この映画の最大の特徴は「ギャンブル依存症」の恐ろしい実態を非常に丁寧に描いてるということや。映画の出来不出来の評価はちょっと置いといて、この点については確かに評価できるわ。今回取り上げられた「ギャンブル」は「競輪」や。主人公が内縁の妻とその子供と一緒に公営ギャンブの盛んな川崎から宮城県の石巻に移り住んでいくんねんけど、石巻には競輪場あれへんさかい競輪止められると思たら大間違いや。いわゆる「ノミ屋」が街の歓楽街みたいなとこに白昼堂々と営業してんねん。で、映画ではその「ノミ屋」には完全に〇社会勢力がバックについとったわ。これって大問題やろ。世の中〇社の宴会に営業掛けてた芸人を叩くんもええけど、まず「ノミ屋」を取り締まらんかい!それに「競輪」はいわゆる公営ギャンブルというやつで、国や自治体が事業としてやってんねんで。国や自治体がギャンブルやってること自体がおかしいということもあるけど、「公営ギャンブル」に寄生する「ノミ屋」がほんまに〇社の資金源になってるんやとしたら、国や自治体が、回り回って結果として〇社を助けてることになれへんか?「ノミ屋」の根絶を当たり前として、公営ギャンブルそのものの存廃のそろそろ議論せなあかんと思うわ。
「ギャンブル依存症」 の実態はほんまに悲惨なもんや。香取が演じる主人公は完全にクズやな。内縁の嫁はん殺され、仕事も失い、酒に明け暮れて街では喧嘩三昧。これだけでも充分どん底やけど、その上に「ギャンブル依存症」もどんどんエスカレート。退職金はもちろん、貯金、嫁はんのヘソクリまで手ぇ出して、挙句果てには高利貸しから雪だるま式の借金や。殆ど廃人同然やんか。これが「ギャンブル依存症」の実態やとしたら、めちゃめちゃ罪深いで。薬物依存症と比べてギャンブル依存症が深刻なんは、とにかくお金が無くなる、大借金をするとこや。仕事がない人間が借金してギャンブル続けたらいったいどうなんの?迷惑どころやないで。犯罪に直結するわ。もし映画で描かれてることがほんまやとしたら、それ放置してるってほんまどういうつもりなんやろ。こんなん個々の家族の愛やら努力で解決する問題やないで。社会としての責任が極めて重大やと思うわ。しかしながら、その辺がこの映画は弱い。矛先がノミ屋にしか向いてへんとこが、話のスケールとして小さいな。
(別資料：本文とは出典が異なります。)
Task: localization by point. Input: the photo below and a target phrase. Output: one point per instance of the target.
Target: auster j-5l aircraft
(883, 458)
次にこの映画のもう一つの大きな特徴は「ポスト・震災」映画の一つの在り方を提示してるっちゅうことや。メインのストーリーに震災が直接絡んでくる訳やないけど、風景やとか、そこに住んでる人等のちょっとした会話とかにも未だに震災が影を落としてるわ。わしがいっちゃん感じた震災の影は、震災で生き残った人等の抱える自責の念やな。あの時ああしてたらとか、こうしてたら、あの人は助かってたんとちゃうか?っちゅう自分を責める気持ち。特に肉親を亡くした人はほんまに辛いと思うわ。この映画、震災で生き残った人等の抱える自責の念に対してちゃんと向き合おうとしてる点は評価できると思う。それとは全く別にこの映画での事件に対して、主人公や娘は形や内容は違えどそれぞれ自責の念に苛まれてるし、主人公にはギャンブルやらアルコールやらでやらかしたもんへの自責の念かてあるやろ。震災で生き残った人等と主人公と娘のそれぞれの自責の気持ちが対比されるとともに、それぞれが呼応し、共鳴し合ってる様を、この映画は描こうとしてるんかな。
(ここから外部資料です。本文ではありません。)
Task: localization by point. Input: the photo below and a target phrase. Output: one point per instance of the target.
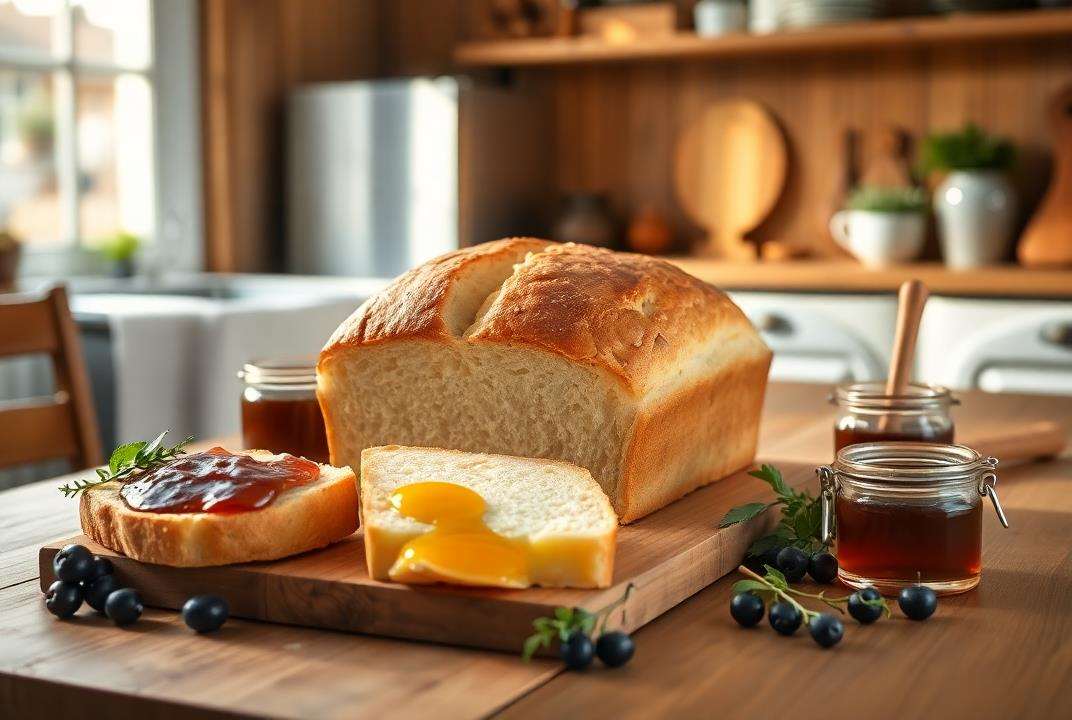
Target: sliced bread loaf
(554, 511)
(619, 363)
(299, 520)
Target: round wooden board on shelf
(729, 171)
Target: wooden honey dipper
(911, 298)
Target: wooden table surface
(1001, 651)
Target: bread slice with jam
(299, 519)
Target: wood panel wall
(253, 54)
(613, 126)
(616, 125)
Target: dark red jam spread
(217, 481)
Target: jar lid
(872, 395)
(913, 469)
(280, 372)
(911, 465)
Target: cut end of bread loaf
(301, 519)
(553, 510)
(620, 363)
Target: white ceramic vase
(976, 211)
(879, 239)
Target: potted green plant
(120, 250)
(974, 203)
(10, 252)
(881, 226)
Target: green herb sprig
(565, 623)
(801, 515)
(774, 585)
(129, 459)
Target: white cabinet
(823, 338)
(965, 343)
(997, 345)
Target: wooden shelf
(871, 35)
(1001, 281)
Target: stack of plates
(807, 13)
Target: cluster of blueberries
(83, 576)
(917, 602)
(613, 648)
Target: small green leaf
(743, 513)
(153, 445)
(772, 476)
(585, 621)
(124, 455)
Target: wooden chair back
(64, 424)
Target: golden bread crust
(635, 316)
(300, 520)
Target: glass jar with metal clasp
(908, 512)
タイトルの「凪待ち」についてや。震災、殺人事件、ギャンブルそれぞれの抱える自責の念、みんながそれぞれ抱える辛いもんをどないしてったらええかということやろけど、それは時間がゆっくりと解決するんを待つしかないんとちゃう?ってことかな。8年経っても震災はまだ終わってへんねんな。それが、彼らにとっての「凪待ち」なんかな?どやろ?